Rolling Stones, Keith Richards – Life

Con i Rolling Stones, Keith Richards ha creato canzoni che hanno scosso il mondo intero, vivendo in puro stile rock’n’roll. Ora, finalmente, è lui stesso a raccontare la storia di una vita scampata a un uragano di fuochi incrociati. L’ascolto ossessivo dei dischi di Chuck Berry e Muddy Waters, lo studio della chitarra e la nascita della band, fondata insieme a Mick Jagger e Brian Jones. L’iniziale successo dei Rolling Stones e i famigerati arresti per possesso di stupefacenti, che ne hanno consacrato l’immagine duratura di eroe popolare e fuorilegge. L’invenzione di riff immortali come quelli di Jumpin’ Jack Flash e Honky Tonk Women. L’amore per Anita Pallenberg e la morte di Brian Jones. L’espatrio in Francia per motivi fiscali, i tour incendiari negli Stati Uniti, l’isolamento e la tossicodipendenza. Il nuovo amore per Patti Hansen. L’amaro allontanamento da Jagger e la successiva riconciliazione. Il matrimonio, la famiglia, gli album solisti e gli X-Pensive Winos, e la strada che non finisce mai.

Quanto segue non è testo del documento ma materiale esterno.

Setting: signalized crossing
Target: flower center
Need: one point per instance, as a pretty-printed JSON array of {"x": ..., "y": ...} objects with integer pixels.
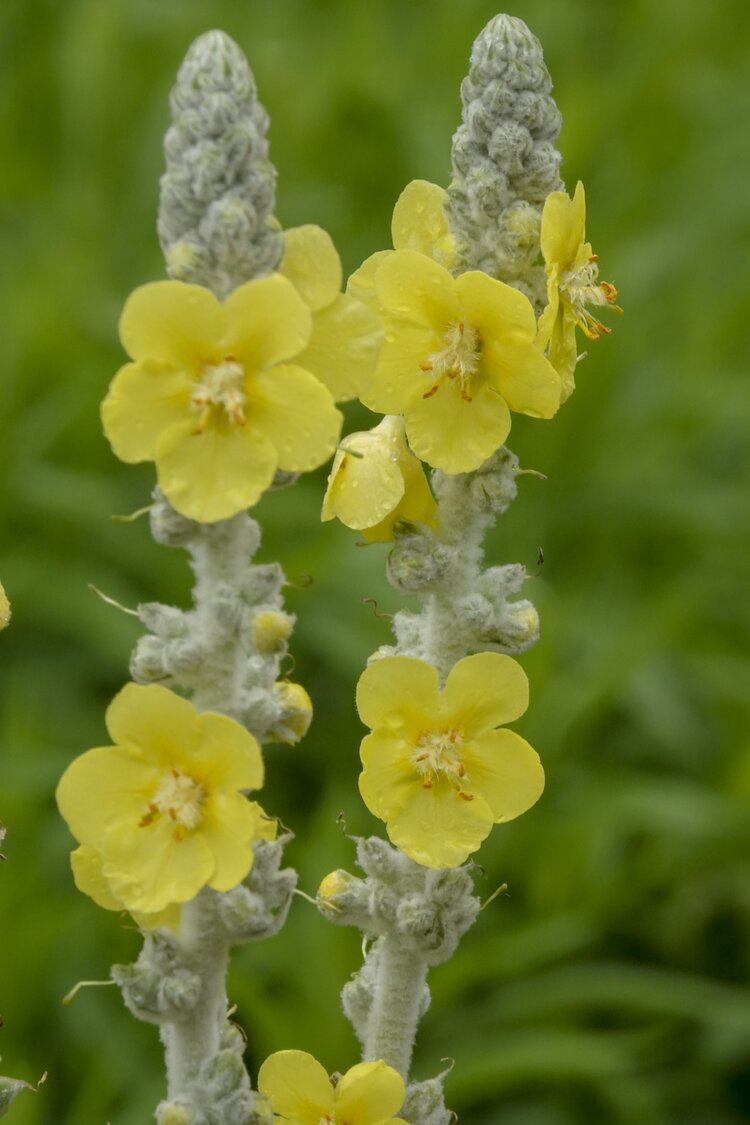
[
  {"x": 219, "y": 387},
  {"x": 579, "y": 286},
  {"x": 439, "y": 752},
  {"x": 458, "y": 359},
  {"x": 181, "y": 799}
]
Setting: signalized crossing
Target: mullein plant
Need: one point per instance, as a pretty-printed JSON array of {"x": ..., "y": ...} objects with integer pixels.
[{"x": 235, "y": 365}]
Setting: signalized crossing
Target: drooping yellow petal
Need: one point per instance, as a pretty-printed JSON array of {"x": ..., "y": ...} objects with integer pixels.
[
  {"x": 344, "y": 347},
  {"x": 366, "y": 482},
  {"x": 172, "y": 323},
  {"x": 418, "y": 219},
  {"x": 226, "y": 754},
  {"x": 86, "y": 862},
  {"x": 369, "y": 1094},
  {"x": 109, "y": 784},
  {"x": 267, "y": 322},
  {"x": 506, "y": 771},
  {"x": 217, "y": 471},
  {"x": 396, "y": 692},
  {"x": 389, "y": 776},
  {"x": 153, "y": 720},
  {"x": 453, "y": 434},
  {"x": 151, "y": 866},
  {"x": 297, "y": 1087},
  {"x": 312, "y": 263},
  {"x": 484, "y": 691},
  {"x": 563, "y": 226},
  {"x": 410, "y": 286},
  {"x": 439, "y": 828},
  {"x": 144, "y": 398},
  {"x": 296, "y": 414}
]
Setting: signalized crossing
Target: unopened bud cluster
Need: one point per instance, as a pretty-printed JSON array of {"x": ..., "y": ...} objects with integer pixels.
[
  {"x": 505, "y": 160},
  {"x": 226, "y": 650},
  {"x": 216, "y": 216}
]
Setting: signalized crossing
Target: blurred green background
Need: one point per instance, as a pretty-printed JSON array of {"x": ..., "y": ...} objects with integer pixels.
[{"x": 610, "y": 983}]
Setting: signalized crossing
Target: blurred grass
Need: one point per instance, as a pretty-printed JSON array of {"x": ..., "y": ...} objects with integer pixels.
[{"x": 611, "y": 982}]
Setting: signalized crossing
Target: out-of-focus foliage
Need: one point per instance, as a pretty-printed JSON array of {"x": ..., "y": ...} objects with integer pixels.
[{"x": 610, "y": 983}]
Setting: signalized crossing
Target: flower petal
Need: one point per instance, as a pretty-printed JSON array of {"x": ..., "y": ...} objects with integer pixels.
[
  {"x": 419, "y": 217},
  {"x": 388, "y": 777},
  {"x": 312, "y": 263},
  {"x": 524, "y": 378},
  {"x": 157, "y": 721},
  {"x": 484, "y": 691},
  {"x": 148, "y": 867},
  {"x": 437, "y": 828},
  {"x": 217, "y": 471},
  {"x": 416, "y": 288},
  {"x": 296, "y": 414},
  {"x": 344, "y": 347},
  {"x": 453, "y": 434},
  {"x": 398, "y": 374},
  {"x": 297, "y": 1087},
  {"x": 172, "y": 323},
  {"x": 369, "y": 1094},
  {"x": 226, "y": 754},
  {"x": 498, "y": 312},
  {"x": 89, "y": 879},
  {"x": 143, "y": 399},
  {"x": 265, "y": 322},
  {"x": 397, "y": 692},
  {"x": 505, "y": 771},
  {"x": 109, "y": 784},
  {"x": 563, "y": 226}
]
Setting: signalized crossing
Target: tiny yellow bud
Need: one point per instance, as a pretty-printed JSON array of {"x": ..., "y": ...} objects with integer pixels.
[
  {"x": 271, "y": 628},
  {"x": 298, "y": 709},
  {"x": 5, "y": 608},
  {"x": 334, "y": 884}
]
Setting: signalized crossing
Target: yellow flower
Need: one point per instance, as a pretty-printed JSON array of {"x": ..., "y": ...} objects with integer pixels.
[
  {"x": 376, "y": 482},
  {"x": 301, "y": 1094},
  {"x": 5, "y": 608},
  {"x": 211, "y": 396},
  {"x": 419, "y": 224},
  {"x": 435, "y": 768},
  {"x": 162, "y": 813},
  {"x": 459, "y": 356},
  {"x": 345, "y": 339},
  {"x": 571, "y": 284}
]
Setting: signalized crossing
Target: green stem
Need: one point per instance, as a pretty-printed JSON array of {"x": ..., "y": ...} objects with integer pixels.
[
  {"x": 397, "y": 1005},
  {"x": 190, "y": 1044}
]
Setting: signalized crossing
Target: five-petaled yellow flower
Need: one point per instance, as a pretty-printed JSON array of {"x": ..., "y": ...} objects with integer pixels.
[
  {"x": 571, "y": 284},
  {"x": 346, "y": 335},
  {"x": 162, "y": 812},
  {"x": 211, "y": 396},
  {"x": 435, "y": 768},
  {"x": 459, "y": 356},
  {"x": 300, "y": 1092},
  {"x": 376, "y": 482}
]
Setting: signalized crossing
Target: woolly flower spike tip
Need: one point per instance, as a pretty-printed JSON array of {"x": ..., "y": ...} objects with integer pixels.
[
  {"x": 571, "y": 284},
  {"x": 435, "y": 768},
  {"x": 211, "y": 396},
  {"x": 301, "y": 1094},
  {"x": 345, "y": 339},
  {"x": 162, "y": 812},
  {"x": 376, "y": 482},
  {"x": 459, "y": 356}
]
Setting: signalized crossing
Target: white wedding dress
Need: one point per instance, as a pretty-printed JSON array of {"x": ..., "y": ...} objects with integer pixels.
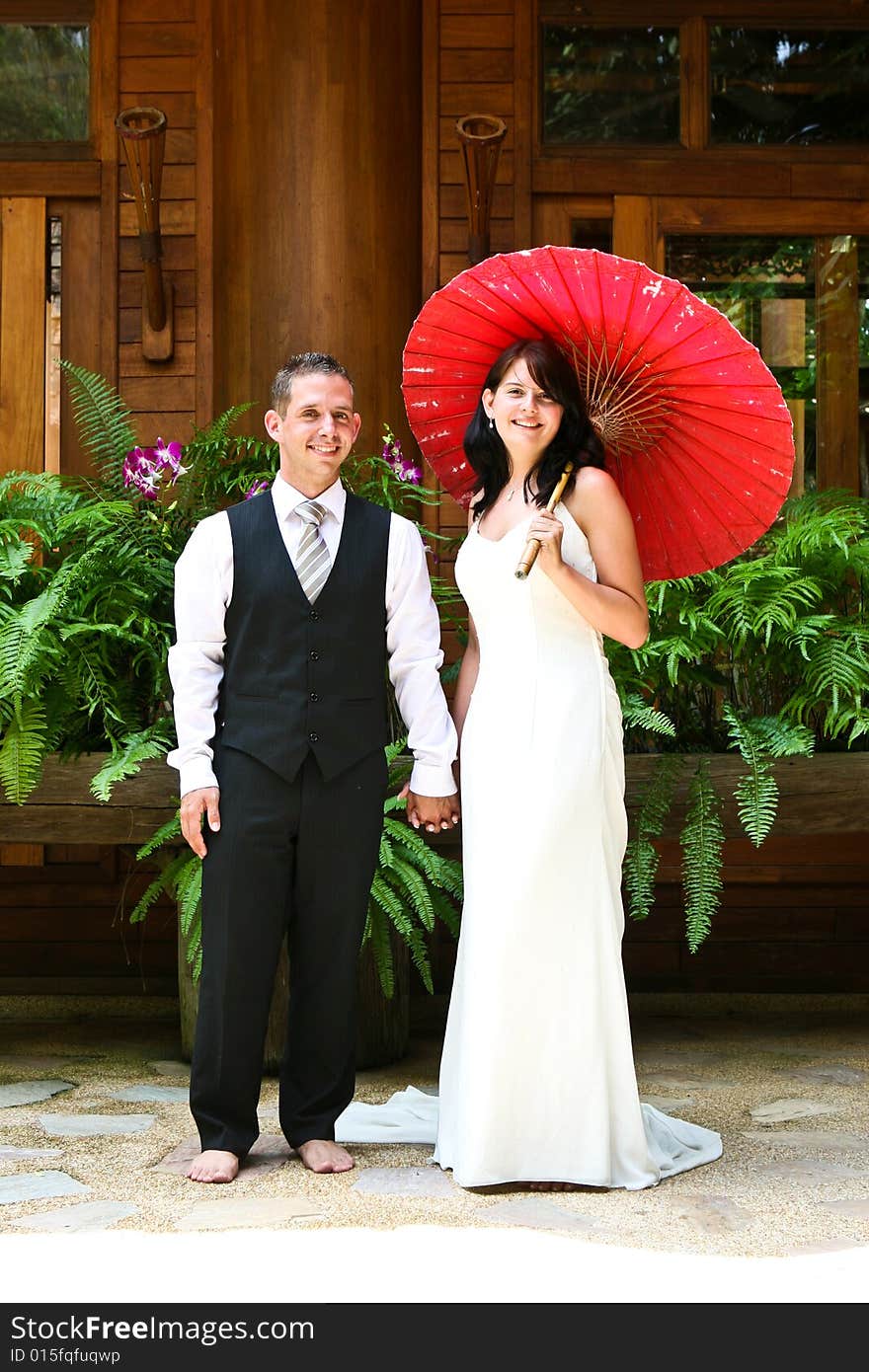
[{"x": 537, "y": 1076}]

Con la disarmante onestà che è il suo marchio di fabbrica, Keith Richards ci consegna la storia di una vita che tutti avremmo voluto conoscere meglio, sfrenata, impavida e autentica.

da Capitolo primo (estratto)
Nel quale gli agenti di polizia mi fanno accostare lungo una strada dell’Arkansas durante il tour del 1975 negli Stati Uniti, e s’arriva a un punto morto.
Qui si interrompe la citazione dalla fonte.